# Feature Engineering for AQI Prediction

This notebook documents the feature engineering steps taken to improve the predictive power of our XGBoost model. The core idea is to handle data skewness (via log transformations) and capture regional sensitivities (via interaction terms).

## 1. Goal
Improve upon the baseline RÂ² of ~0.24 by creating features that better represent the underlying relationships between income, density, geography, and air quality.

## 2. Feature Transformations

### Log Transformations (Replacement)
- **Population Density**: Ranges from 0.1 to 71,000. Tree-based models can struggle with such high variance if the splitting logic doesn't align with the exponential nature of urbanization. Log-transforming standardizes this.
- **Median Household Income**: Wealth often has a non-linear relationship with environmental outcomes.
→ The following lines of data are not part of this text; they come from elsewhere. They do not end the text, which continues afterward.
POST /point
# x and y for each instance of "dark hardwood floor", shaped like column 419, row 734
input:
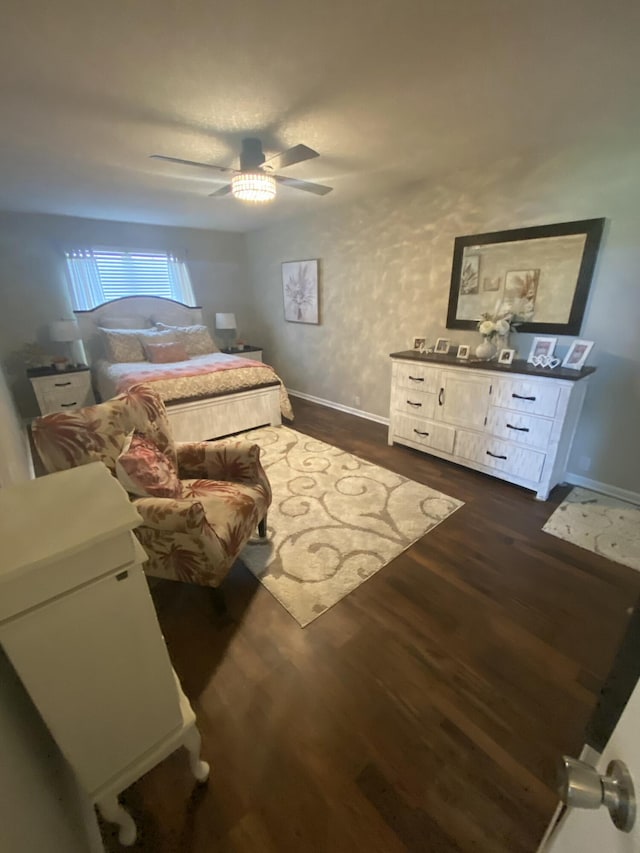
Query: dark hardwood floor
column 424, row 712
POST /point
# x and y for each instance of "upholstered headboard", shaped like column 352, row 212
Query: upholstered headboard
column 132, row 312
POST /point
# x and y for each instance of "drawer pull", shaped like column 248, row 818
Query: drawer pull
column 495, row 455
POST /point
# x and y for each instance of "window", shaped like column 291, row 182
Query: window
column 99, row 275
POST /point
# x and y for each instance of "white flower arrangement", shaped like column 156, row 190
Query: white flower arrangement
column 492, row 325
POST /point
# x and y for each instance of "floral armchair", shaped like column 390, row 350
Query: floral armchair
column 225, row 492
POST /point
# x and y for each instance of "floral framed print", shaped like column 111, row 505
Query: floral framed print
column 577, row 354
column 300, row 291
column 542, row 347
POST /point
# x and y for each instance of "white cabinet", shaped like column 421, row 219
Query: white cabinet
column 508, row 422
column 79, row 627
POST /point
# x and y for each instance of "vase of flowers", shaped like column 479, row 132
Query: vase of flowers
column 495, row 330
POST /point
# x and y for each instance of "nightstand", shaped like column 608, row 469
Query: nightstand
column 246, row 351
column 61, row 390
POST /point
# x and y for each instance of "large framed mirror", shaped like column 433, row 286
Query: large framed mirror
column 540, row 275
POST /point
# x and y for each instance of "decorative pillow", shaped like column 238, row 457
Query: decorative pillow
column 145, row 471
column 157, row 336
column 122, row 345
column 165, row 352
column 196, row 339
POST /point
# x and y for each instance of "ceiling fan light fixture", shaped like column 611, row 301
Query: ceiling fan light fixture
column 253, row 186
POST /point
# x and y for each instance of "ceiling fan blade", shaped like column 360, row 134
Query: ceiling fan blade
column 317, row 189
column 222, row 191
column 297, row 154
column 190, row 163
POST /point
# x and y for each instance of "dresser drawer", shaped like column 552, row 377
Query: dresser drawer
column 514, row 426
column 417, row 377
column 501, row 455
column 437, row 436
column 412, row 402
column 64, row 399
column 63, row 392
column 521, row 395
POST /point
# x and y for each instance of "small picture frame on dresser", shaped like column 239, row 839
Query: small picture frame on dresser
column 577, row 355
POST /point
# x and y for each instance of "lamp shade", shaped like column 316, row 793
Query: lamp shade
column 226, row 321
column 253, row 186
column 64, row 330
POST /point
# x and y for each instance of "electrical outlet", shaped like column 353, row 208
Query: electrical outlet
column 585, row 463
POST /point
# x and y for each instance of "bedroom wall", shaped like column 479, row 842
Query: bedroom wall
column 33, row 284
column 385, row 269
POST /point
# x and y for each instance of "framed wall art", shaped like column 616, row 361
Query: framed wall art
column 541, row 275
column 300, row 291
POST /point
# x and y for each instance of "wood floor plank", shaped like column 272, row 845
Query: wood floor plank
column 422, row 713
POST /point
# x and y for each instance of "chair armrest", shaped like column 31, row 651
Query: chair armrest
column 171, row 514
column 237, row 461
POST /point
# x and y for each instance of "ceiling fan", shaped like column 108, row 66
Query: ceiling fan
column 255, row 179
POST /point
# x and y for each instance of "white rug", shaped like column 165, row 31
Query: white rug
column 334, row 522
column 600, row 524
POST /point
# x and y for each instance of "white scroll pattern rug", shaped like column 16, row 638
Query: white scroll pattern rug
column 601, row 524
column 334, row 522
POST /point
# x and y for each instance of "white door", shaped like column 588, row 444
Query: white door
column 463, row 399
column 592, row 831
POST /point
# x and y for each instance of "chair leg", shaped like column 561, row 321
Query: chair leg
column 218, row 600
column 193, row 743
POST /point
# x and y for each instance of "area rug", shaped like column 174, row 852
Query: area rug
column 334, row 522
column 604, row 525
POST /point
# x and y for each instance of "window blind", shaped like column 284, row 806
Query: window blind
column 99, row 275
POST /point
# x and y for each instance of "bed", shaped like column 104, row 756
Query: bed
column 208, row 395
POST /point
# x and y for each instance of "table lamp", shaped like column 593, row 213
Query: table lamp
column 226, row 323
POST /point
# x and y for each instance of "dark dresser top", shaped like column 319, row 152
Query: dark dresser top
column 517, row 366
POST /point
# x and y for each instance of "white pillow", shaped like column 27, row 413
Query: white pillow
column 195, row 339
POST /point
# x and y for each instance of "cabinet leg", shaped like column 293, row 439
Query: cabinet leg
column 113, row 812
column 193, row 742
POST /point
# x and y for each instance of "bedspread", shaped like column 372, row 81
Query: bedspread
column 203, row 376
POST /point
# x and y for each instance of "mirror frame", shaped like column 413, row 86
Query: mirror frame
column 592, row 228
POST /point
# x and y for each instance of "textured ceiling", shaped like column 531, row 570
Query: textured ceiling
column 387, row 92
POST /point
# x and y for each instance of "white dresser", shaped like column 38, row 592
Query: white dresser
column 516, row 422
column 79, row 627
column 61, row 390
Log-transforming helps normalize the distribution.

### Interaction Terms (Additions)
We multiply the **Log of Income** and **Log of Density** by one-hot encoded **Census Divisions**. 

#### Why for all Divisions (not just West)?
While the West is highly unique due to wildfire patterns and mountainous geography, every region has distinct characteristics:
- **Pacific/Mountain**: High wildfire impact, varying density.
- **Northeast/New England**: Older infrastructure, high density, different economic-pollution coupling.
- **South**: Different industrial and climatic factors.

By including interactions for all 9 divisions, we allow the model to learn that "high income in the Pacific" might mean something different for AQI than "high income in the South Atlantic".

In [None]:
import pandas as pd
import numpy as np
import os

# Load the joined data
input_path = '../JOINED-aqi-income-race-populationDensity-region/joined-data-with-region.csv'
df = pd.read_csv(input_path)

print(f"Initial shape: {df.shape}")

## 3. Implementation Logic

In [None]:
# 1. Log Transformations
df['log_population_density'] = np.log1p(df['population_density'])
df['log_median_income'] = np.log1p(df['Median_Household_Income'])

# 2. Aggregated Race
df['total_minority_pct'] = df['% Black or African American alone'] + df['% Hispanic or Latino']

# 3. One-hot encode Division
division_dummies = pd.get_dummies(df['Division'], prefix='Division')
df = pd.concat([df, division_dummies], axis=1)

# 4. Interaction Terms
division_cols = [c for c in division_dummies.columns]
for div in division_cols:
    df[f'interaction_income_{div}'] = df['log_median_income'] * df[div]
    df[f'interaction_density_{div}'] = df['log_population_density'] * df[div]

print(f"New shape: {df.shape}")

## 4. Export
We save the result as `feature-engineered-data.csv`.

In [None]:
output_file = 'feature-engineered-data.csv'
df.to_csv(output_file, index=False)
print(f"Exported to {output_file}")